Why Now? Context & strategic framework
This network stems from the European Commission's Smart Specialisation on Agri-food, a platform designed to foster interregional innovation partnerships (Thematic Smart Specialisation Partnerships, TSSPs) across Europe. Established in 2025, the Biosolutions partnership promotes biocontrol, biostimulants, and biofertilisers within the EU Green Deal, Farm to Fork strategy, and Soil Mission framework. Rooted in a One Health approach, the scheme connects plant, animal, and human health to ensure ecological resilience and economic competitiveness.
Mission et objectives
The core mission: to scale up European biosolutions and place Europe at the forefront of green biotech. The goals include:
- Accelerating market readiness of biosolutions
- Fostering public-private investment across regions
- Coordinating training, regulatory alignment, and experimentation
- Creating a centralised European Biosolutions Hub to unify innovation, policy and market entry efforts
Aligned with major S3 priorities, the partnership builds upon themes like soil health, digital agri-tech, circular bioeconomy, and green innovation.
Main activities & structure
The partnership will unfold through four strategic pillars: Innovation, Investment, Training, and Regulatory Support
Major initiatives include:
- Joint R&D and living labs led by regional networks
- Facilitating innovation, investment, training and policy recommendation
- Mobilising EU funding via Horizon Europe, Interreg, Interregional innovation investment (I3), and etc.
The initiative tackles critical obstacles:
- Fragmented regulation and inconsistent market access
- Low SME absorption and slow innovation diffusion
- Insufficient interregional coordination
By marshaling resources and stakeholders across regions—and using a quadruple-helix model (public, private, research, civil society)—the network aims to overcome these hurdles. It offers a scalable blueprint for delivering EU Green Deal targets, pesticide reduction (‑50% by 2030), and agroecological resilience.
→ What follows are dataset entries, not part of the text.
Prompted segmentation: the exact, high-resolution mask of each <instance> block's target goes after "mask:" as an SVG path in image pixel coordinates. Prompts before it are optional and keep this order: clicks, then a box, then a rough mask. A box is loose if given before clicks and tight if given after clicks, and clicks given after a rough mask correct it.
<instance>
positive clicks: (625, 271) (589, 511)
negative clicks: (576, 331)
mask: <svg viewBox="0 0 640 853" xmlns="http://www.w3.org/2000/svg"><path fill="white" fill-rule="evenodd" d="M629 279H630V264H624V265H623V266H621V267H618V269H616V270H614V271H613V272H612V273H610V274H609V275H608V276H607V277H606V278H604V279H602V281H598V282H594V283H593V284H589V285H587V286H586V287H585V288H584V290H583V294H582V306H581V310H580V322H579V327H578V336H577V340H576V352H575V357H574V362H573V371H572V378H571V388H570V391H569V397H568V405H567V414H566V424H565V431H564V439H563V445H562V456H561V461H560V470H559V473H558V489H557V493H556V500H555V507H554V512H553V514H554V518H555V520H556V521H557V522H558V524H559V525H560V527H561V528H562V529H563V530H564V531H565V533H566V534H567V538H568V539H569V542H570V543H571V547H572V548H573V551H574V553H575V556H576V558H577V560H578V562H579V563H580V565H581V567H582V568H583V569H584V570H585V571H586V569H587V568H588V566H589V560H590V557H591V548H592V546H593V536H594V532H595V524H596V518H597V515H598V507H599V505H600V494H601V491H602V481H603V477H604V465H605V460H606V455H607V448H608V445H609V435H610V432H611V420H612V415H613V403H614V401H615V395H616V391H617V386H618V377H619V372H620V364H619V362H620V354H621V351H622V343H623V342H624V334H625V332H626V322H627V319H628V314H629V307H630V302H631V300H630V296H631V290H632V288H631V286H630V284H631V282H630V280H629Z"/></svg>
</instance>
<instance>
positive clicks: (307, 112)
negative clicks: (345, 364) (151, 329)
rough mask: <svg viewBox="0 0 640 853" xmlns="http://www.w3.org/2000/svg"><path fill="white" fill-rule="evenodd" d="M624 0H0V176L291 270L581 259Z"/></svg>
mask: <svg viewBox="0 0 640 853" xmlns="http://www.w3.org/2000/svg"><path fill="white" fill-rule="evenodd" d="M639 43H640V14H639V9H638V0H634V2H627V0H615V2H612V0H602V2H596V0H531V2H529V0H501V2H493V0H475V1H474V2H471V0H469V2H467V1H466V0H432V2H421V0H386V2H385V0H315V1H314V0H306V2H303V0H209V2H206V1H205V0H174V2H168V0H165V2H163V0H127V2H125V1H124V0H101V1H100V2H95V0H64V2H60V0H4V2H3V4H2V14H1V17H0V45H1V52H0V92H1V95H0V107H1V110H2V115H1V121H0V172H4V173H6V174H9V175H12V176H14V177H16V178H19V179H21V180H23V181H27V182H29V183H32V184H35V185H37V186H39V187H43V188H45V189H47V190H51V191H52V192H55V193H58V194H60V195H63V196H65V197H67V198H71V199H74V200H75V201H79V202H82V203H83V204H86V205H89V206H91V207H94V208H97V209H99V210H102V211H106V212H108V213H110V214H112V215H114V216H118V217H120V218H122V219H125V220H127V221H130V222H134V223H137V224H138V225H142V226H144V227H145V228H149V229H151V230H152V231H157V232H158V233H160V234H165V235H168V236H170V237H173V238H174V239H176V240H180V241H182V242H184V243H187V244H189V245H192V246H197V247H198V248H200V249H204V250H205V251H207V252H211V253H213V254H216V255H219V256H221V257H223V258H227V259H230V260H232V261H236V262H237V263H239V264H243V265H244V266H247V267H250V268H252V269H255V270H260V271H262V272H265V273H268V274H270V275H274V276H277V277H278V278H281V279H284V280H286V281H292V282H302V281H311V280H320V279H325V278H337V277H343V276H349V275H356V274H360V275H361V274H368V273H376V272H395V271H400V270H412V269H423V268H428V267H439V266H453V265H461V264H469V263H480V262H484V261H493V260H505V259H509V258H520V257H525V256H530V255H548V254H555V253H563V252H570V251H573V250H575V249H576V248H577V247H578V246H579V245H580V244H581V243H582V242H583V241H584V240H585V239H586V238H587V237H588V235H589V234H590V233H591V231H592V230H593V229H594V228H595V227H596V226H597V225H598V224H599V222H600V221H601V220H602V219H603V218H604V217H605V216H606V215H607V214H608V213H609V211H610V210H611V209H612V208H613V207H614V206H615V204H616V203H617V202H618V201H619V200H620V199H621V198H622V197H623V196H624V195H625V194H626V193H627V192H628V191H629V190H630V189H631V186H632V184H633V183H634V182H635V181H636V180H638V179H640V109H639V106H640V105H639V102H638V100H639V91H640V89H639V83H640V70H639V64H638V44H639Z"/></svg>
A theme already very present at Wagralim
For Wagralim, the European S3 initiative on biosolutions for sustainable agriculture represents a natural extension of the regional AgriBioCare working group. Building on this foundation, it adopts a bottom-up approach to ensure that regional expertise, priorities, and challenges are effectively translated and integrated into the European innovation agenda. This initiative aims to foster cross-regional collaboration, promote shared solutions to common agricultural sustainability challenges, and enhance the visibility and impact of Wallonia’s agri-food ecosystem at the EU level.